In the book Super Sad True Love Story, Gary Shteyngart’s characters carry around devices called äppärät. These devices are disconcertingly similar to smartphones, only souped up to be beserk social barometers: Using their äppäräts, the characters pull up all sorts of information about each other, from credit score to “fuckability” rating. Their devices identify the richest, ugliest, smartest, and healthiest from a room full of strangers. There are no secrets, and first impressions are brutally objective algorithmic ranking of worth.
It’s supposed to be satire, but it sounds awfully similar to a new app’s pitch.
When Google Glass debuted, much appendage-wringing and knickers-twisting followed from people understandably concerned that the wearable device would tip our culture firmly into dystopian territory, if we weren’t there already: Would Glass conjure a culture where people willingly act as surveillers, where every wince and whisper gets tallied—the kind of world Shteyngart depicted in his novel?
So far Glass remains a toy for the affluent. Weary of the privacy implications, Google does not at the moment permit facial recognition software in the apps it allows in the young Glass ecosystem. So the idea of walking into a crowded bar full of strangers and immediately knowing who has the best and worst career prospects and a gene for receding hair remains a plotline in a book.
But Nametag, an app by a company called Facial Network, is cheerfully promoting its product that wants you to know personal information about the people around you. Nametag uses databases and facial recognition software to compile insta-profiles on strangers. Ideally, Nametag would like Glass users to walk into a room of people they don’t know, take a picture of the one they find most interesting, and find out their Facebook likes, their most recent tweets, whether they’re single—and whether they’re a criminal.
“Nametag links your face to a single, unified online presence that includes your contact information, social media profiles, interests, hobbies and passions and anything else you want to share with the world,” the Nametag website says, adding “Don’t be a stranger” with a wink emoticon, just to jack up the creep factor.
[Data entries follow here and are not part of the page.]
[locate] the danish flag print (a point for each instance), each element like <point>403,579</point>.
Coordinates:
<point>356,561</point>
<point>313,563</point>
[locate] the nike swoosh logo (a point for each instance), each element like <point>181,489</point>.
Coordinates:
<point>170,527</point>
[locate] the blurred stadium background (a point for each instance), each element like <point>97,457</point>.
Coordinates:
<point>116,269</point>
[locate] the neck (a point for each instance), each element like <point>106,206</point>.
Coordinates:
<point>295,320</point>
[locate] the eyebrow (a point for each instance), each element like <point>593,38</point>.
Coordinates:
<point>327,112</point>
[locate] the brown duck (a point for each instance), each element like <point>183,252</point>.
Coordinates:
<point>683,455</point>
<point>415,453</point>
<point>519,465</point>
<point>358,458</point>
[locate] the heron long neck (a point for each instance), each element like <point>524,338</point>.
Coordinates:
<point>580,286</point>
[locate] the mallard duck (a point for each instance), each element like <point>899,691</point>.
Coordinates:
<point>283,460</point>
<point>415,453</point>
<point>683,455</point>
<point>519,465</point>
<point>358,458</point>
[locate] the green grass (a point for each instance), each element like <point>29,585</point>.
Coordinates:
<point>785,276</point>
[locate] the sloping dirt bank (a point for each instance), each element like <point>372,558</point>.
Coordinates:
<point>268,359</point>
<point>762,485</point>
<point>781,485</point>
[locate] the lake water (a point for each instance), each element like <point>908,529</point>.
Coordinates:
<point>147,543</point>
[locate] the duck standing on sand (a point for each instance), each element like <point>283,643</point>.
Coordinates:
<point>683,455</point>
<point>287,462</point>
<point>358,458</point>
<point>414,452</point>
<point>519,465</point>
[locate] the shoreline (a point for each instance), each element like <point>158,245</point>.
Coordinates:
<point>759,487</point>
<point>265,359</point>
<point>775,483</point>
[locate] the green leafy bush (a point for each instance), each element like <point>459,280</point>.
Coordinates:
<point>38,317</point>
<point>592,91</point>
It would be one thing if Nametag was a facial recognition app that you opted into, if the photo-flash could only arrange your face on the database if you wanted to join. But you have to manually opt out; the default is no anonymity.
From the press release: “App will allow users of Google Glass to capture images from their live video and scan them against photos from social media and dating sites, including more than 450,000 registered sex offenders.” According to the New Yorker, there are over 2 million entries already, and 300 users signed up.
This app lets people who have it discover information about anyone who piques their interest, whether they’re across the coffee shop, browsing in at the drugstore, waiting at a health clinic. The company is currently working on a database of users who have profiles on dating sites like OkCupid and Match.com.
Here’s the demo for the Glass app, which is in beta:
And here’s how the best-case scenario version of this app works: People everywhere start snapping photos of strangers they find interesting. When they learn more, they either pursue a friendship or leave it alone. The hot guy at the gym becomes your husband and it turns out he was a pediatrician who personally knows Drake.
That’s not so bad. But that’s also not going to happen.
Google still doesn’t allow facial recognitions tools on Glass, so right now, Nametag has no market. But they built the tool, and now all Google has to do is say yes. And if the team could build a tool for Glass, I’m sure they could build a tool compatible with another wearable technology, one with less strict guidelines. In fact, the company has already created a manual workaround to allow people to test the product on Glass, though that wouldn’t work for mainstream adoption.
Despite Google’s opposition, it doesn’t look like Facial Network is giving up; the company is accepting new beta testers every week or so. That means, on the off chance you do see someone wearing Glass, they might be seeing some of your personal information.
I’m guessing balaclava sales may go up in the next few years.